Quando achamos que conhecemos, um a um, os chefs que realmente interessam no mapa gastronômico da cidade, eis que surge um profissional nos convidando à indagação: “Como não percebemos esse cara antes?” Natural de Puerto Mandryn, na Argentina, formado pelo Instituto Argentino de Gastronomia, Miguel Castillo atuou com discrição em cozinhas locais. Agora, assume a cozinha do Nikko, o asiático-fusion-moderninho do grupo Spettus. E estreia com uma segurança técnica e criatividade incomuns.
Silenciosamente, ele reiventa o próprio Nikko. Se, no passado, o restaurante se notabilizou pelo uso de iguarias raras (e caras) importadas do Japão, agora, a criatividade do chef torna extraordinário o uso de ingredientes comuns. Como resultado, temos uma gastronomia surpreendente com o insumos mais ou menos conhecidos e, de quebra, financeiramente, mais acessível. No novo cardápio, há pratos principais com custo até de R$ 35, o que não é, realmente, caro, se levarmos em conta a excelência no serviço e o respeito pelos ingredientes do Nikko.
Não se trata, efetivamente, de um endereço para fazer uma refeição rápida e seguir para casa alimentado. O cardápio convida a um passeio. Começemos pelas entradas frias, departamento no qual, escoltados por um branco ou espumante honesto, podemos passar toda a noite.
Os pouco ceviches da casa mostram que há muitas possibilidades a serem acrescentadas ao bom binônimo de peixe e suco de limão em marinada. O ceviche clássico, de peixe branco (veja receita ao lado), tem um pouco de pasta de pimentão amarelo, com resultado de acidez mais controlada que de costume.
Moderno sem cacoetes e muito fidelizante é o tiradito de peixe branco no molho de limão, com ají amarelo, envolvendo uma adocidada gelatina de cebola caramelizada. De surpreender. Assim como o tiradito de salmão com inuspeitas raspas de molho ponzu congelado, uma gelatina de erva doce e nuvem de beterraba frita (R$ 34). Nem tanto pelo crustáceo, mas o tiradito de lagosta (R$ 68) ladeado por azeite de tomate de um lado e, do outro, um molho de coco com gengibre, coentro, açúcar mascavo, limão e caldo de lagosta é epifânico.

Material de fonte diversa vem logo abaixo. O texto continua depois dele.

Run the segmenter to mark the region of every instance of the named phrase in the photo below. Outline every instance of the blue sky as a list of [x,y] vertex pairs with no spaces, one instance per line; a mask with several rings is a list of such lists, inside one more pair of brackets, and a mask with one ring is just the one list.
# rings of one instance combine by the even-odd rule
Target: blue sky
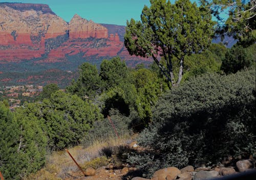
[[140,19],[150,0],[0,0],[0,2],[46,4],[58,16],[69,21],[77,14],[95,22],[126,25],[127,20]]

Durante a semana, o Nikko continua com seu serviço de rodízio (R$ 55, por pessoa), com a virtude de que tudo é preparado à medida em que é pedido. Mas recomenda-se checar as opções de menu confiance de várias etapas. É a possibilidade provar o (sublime) carpaccio de vieiras com manjericão roxo.
Nos quentes, o camarão gigante sauteado com nirá é estimulantemente picante. O tentáculo de polvco gigante com batatas é macio e ligeiramente perfumado com o chá verde usado em seu cozimento. O pad thai, com o macarrão de arroz fartamente guarnecido com camarões, legumes, amendoim e molho tailandês é elegante como o prato não costuma ser. As guiozás são um caso à parte. De massa fina (mas não transparente), podem vir recheadas com porco cozido lentamente em missô ou patto confit com um delicioso molho de mel.

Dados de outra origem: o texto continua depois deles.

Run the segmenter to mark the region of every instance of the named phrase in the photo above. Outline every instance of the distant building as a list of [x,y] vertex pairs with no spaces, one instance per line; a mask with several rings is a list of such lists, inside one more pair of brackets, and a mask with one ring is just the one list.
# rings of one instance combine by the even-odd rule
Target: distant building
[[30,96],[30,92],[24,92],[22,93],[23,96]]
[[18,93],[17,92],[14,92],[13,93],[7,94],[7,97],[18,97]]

No Nikko, Miguel parece reunir alguns dos elementos mais preciosos a distinguir um chef com a cozinha incrustrada no DNA daqueles que serão, apenas, bons reprodutores de receitas. Apresenta uma larga memória afetiva gustativa, senso de equilíbrio raro, ousadia com maturidade e uma segurança técnica recrutada a serviço de uma criatividade em permanente exercício. Bom para a cidade.